Aravosis talks about what he suspects what trans people are thinking, but admits that he has no idea what Janet Mock was unhappy about.
He refers to another recent interview in which the host, Katie Couric, also had some problematic moments.
stepped in
In Aravosis' view, Couric was "attacked for doing a different interview with a trans woman that was, again, incredibly supportive."
Couric meant well, but she also fell into the trap of focusing too much on the genitals and surgery.
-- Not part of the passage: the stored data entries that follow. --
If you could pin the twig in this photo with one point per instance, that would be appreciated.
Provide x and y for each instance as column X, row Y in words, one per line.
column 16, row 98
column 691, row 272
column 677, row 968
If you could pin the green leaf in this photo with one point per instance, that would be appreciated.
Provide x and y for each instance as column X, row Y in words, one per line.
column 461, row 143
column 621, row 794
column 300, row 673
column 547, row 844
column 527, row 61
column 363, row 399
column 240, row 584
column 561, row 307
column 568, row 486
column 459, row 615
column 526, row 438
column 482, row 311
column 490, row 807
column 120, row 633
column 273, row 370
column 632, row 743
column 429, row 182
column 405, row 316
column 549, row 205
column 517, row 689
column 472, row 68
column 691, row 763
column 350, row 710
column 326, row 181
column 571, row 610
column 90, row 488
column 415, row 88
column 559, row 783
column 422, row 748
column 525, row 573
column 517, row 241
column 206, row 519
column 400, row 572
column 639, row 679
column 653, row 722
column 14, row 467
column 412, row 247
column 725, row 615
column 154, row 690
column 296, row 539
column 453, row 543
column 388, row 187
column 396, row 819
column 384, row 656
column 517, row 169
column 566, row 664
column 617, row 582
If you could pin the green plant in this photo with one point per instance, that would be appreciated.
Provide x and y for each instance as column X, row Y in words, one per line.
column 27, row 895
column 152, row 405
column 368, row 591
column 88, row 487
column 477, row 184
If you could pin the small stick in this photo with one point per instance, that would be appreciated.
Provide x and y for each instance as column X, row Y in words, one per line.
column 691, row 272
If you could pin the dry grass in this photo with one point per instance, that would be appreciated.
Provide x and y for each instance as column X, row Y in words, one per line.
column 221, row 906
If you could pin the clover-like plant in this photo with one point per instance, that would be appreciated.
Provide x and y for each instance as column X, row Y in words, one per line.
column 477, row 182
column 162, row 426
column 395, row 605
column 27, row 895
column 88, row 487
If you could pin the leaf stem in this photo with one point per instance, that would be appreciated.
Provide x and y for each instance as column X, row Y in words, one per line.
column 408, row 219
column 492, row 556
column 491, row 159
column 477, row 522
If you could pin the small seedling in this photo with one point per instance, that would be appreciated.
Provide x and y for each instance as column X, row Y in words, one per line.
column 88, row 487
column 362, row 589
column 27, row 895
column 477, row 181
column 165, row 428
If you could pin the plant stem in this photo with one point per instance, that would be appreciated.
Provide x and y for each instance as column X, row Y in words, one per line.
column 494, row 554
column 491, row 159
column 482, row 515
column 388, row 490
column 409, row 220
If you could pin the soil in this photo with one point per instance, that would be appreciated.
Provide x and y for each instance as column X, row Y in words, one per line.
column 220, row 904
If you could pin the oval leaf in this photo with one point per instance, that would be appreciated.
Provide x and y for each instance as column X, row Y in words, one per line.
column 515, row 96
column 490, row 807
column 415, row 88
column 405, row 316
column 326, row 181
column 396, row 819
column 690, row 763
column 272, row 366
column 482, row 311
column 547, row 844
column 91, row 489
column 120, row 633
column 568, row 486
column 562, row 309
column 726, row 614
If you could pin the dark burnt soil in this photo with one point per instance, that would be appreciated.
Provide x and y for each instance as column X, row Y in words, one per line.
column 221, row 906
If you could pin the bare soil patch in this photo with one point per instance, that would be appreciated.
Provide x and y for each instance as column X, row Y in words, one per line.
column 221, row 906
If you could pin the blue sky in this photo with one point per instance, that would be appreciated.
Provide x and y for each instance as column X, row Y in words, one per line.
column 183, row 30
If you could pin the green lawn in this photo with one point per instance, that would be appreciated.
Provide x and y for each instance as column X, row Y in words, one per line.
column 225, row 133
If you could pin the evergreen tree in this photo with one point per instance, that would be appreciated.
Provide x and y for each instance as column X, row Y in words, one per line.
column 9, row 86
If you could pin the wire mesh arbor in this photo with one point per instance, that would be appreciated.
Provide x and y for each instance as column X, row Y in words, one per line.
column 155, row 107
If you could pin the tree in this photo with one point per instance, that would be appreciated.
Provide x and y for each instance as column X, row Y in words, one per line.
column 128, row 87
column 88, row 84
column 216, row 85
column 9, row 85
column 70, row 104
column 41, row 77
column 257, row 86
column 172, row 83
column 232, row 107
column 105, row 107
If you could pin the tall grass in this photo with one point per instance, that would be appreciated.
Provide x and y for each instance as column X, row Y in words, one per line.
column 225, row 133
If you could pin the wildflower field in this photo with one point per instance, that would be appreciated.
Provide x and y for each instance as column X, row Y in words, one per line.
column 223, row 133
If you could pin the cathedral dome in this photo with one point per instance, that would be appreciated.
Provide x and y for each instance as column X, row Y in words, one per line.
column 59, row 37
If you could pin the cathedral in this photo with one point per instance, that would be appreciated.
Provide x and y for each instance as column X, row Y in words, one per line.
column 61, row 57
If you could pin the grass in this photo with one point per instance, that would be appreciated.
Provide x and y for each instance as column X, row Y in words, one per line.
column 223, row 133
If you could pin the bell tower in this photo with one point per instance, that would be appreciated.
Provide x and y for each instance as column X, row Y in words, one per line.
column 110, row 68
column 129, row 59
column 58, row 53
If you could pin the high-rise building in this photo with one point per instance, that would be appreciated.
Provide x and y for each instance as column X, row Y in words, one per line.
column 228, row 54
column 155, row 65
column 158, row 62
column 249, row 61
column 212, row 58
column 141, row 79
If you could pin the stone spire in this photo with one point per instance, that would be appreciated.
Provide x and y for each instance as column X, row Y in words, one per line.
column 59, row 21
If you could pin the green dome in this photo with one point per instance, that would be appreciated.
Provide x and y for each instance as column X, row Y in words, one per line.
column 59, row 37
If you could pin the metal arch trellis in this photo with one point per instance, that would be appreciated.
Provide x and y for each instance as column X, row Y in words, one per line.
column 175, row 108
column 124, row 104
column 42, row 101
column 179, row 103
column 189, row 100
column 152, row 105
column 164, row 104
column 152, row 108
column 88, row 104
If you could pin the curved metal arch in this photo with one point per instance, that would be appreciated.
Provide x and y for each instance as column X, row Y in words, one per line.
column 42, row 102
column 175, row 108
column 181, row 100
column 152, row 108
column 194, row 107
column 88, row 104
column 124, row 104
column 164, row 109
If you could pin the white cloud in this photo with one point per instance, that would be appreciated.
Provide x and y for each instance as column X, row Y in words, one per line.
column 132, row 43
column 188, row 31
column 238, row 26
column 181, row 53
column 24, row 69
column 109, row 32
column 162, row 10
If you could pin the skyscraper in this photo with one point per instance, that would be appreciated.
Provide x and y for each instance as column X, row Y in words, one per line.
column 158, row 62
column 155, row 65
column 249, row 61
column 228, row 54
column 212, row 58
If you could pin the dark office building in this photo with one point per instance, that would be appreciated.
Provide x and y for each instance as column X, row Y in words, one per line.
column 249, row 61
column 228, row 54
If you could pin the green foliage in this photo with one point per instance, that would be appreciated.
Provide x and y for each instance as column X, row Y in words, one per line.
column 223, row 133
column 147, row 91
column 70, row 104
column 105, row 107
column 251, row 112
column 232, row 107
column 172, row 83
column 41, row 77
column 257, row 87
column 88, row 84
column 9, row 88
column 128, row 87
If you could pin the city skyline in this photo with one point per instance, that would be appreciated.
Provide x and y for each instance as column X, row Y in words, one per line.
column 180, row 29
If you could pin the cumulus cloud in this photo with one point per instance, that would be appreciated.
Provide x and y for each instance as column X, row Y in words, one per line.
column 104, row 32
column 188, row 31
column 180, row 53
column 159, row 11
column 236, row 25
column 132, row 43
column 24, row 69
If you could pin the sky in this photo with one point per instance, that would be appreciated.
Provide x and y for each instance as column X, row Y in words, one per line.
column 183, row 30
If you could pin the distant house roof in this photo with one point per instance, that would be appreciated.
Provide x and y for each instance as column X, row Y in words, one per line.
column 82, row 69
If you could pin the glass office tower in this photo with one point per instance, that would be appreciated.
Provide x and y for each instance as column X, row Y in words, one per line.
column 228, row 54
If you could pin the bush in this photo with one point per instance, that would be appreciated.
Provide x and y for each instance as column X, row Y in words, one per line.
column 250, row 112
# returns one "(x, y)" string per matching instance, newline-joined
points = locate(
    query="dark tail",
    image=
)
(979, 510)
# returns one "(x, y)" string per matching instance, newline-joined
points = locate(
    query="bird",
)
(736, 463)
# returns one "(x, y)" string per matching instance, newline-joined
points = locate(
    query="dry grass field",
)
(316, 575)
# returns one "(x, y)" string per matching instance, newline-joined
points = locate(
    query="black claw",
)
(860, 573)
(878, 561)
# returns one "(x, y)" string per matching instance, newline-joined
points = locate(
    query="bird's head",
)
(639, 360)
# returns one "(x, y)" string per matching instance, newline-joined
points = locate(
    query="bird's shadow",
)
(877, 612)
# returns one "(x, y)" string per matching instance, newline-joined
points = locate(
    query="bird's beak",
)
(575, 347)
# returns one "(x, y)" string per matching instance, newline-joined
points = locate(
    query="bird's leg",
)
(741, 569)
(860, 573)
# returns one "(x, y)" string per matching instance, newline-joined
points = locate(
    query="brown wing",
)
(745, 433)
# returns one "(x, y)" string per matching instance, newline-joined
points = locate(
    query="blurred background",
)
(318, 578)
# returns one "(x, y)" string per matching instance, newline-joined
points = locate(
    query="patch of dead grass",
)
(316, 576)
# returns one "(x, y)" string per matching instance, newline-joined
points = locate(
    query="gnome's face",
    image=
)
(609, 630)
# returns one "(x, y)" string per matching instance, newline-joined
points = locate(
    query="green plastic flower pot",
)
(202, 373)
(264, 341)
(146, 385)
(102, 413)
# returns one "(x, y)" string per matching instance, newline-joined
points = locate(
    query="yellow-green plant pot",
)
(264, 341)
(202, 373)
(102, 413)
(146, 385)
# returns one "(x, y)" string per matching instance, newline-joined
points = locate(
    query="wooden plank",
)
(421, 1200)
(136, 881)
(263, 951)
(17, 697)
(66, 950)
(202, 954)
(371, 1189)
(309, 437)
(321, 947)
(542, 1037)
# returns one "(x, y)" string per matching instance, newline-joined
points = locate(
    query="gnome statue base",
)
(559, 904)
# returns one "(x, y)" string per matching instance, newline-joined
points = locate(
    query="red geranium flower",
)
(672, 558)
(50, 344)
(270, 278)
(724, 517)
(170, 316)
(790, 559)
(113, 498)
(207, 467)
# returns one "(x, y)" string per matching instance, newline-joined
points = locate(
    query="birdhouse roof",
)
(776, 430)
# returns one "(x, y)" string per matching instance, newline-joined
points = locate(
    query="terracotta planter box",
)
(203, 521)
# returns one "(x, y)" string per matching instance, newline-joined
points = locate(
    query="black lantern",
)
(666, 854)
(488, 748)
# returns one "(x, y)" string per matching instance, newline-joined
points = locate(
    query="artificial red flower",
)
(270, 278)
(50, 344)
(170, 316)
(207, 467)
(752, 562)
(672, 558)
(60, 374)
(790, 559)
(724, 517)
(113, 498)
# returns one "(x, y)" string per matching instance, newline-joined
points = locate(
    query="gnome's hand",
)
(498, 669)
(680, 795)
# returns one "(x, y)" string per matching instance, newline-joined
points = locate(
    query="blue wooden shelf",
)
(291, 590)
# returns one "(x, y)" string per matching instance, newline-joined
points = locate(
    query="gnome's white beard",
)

To gloss it off such questioning as what "most people think about" when it comes to trans people is to be rather reductive to trans people's humanity.
It's one thing to have it be part of the story, but there's a point where one wants to say, "Okay, can we move on now?"
I'm sure Aravosis would be less than thrilled if an interviewer, no matter how "brave and remarkable" they called him, kept pressing him about his personal tastes, right down to his favorite positions, in the bedroom since it seems like that's the extent of a lot of people's views about how gay men live their lives.
What's more important -- what's under Laverne Cox's dress or the efforts she's doing to tell the story of CeCe McDonald?
I realize that gay rights and the knowledge of gay people's lives is farther ahead than the discussion of trans rights and trans people's rights, but at some point, we have to move past Trans 101. The teaching moments can only happen if people actually learn.
Mock's tweets actually could have been a teachable moment, had Morgan actually listened instead of insisting he was right.
Therein lies another problem with Aravosis' piece, he leaves it at the first interview and the reaction of Mock and other trans folk.
He glosses over Morgan firing back at Mock, at his calling trans folk who questioned him "STUPID" (all caps) and "dimwits" and he doesn't even talk about the follow-up interview.
The piece was posted at 3:48 p.m. Thursday, the day after Mock's second appearance.
Aravosis seemed to excuse Morgan's response on Twitter, telling another user, "In all seriousness, what happens is that you have like 200 people be dicks to you, then when you finally get dicky in response..everyone only sees that one tweet of yours, and says, man you're being a dick."
He also said, "He just did the biggest softball interview in history, and got blasted for it, so I'm not surprised that he responded a bit annoyed."
Judging by Aravosis' written words in the piece, Mock was an eviscerator while Morgan was besieged and his response was unsurprising because...


In other words, Morgan didn't need to paint himself the victim, Aravosis is doing it for him.
The piece doesn't bother to examine that trans-free panel discussion in which three non-trans people, included a man on record calling a trans rights bill sick and proper care of trans children "child abuse" having a loud voice.
In the end, the article reads as one long bit of tone policing. Aravosis says most of America doesn't know about trans people (he's right) and that he doesn't know everything (right again).
But that doesn't stop him from telling the people he doesn't know about fully how to act, even though he doesn't understand their lives, their truths. He's content to call Morgan a "staunch ally" (talk about throwing a softball) and say those who dare criticize him are "ripping (Morgan's) head off."
Another Twitter user asked Aravosis about it. He responded.
Well, forgive me, but it doesn't strike me as particularly "pro-trans" to completely mischaracterize how Mock and Morgan acted and to not write about the story as a whole, ignoring the second night altogether.
Aravosis might have moved forward and learned about trans people since 2007, but he has farther to go. A lot farther.
I hope I wasn't too "eviscerating" in saying that.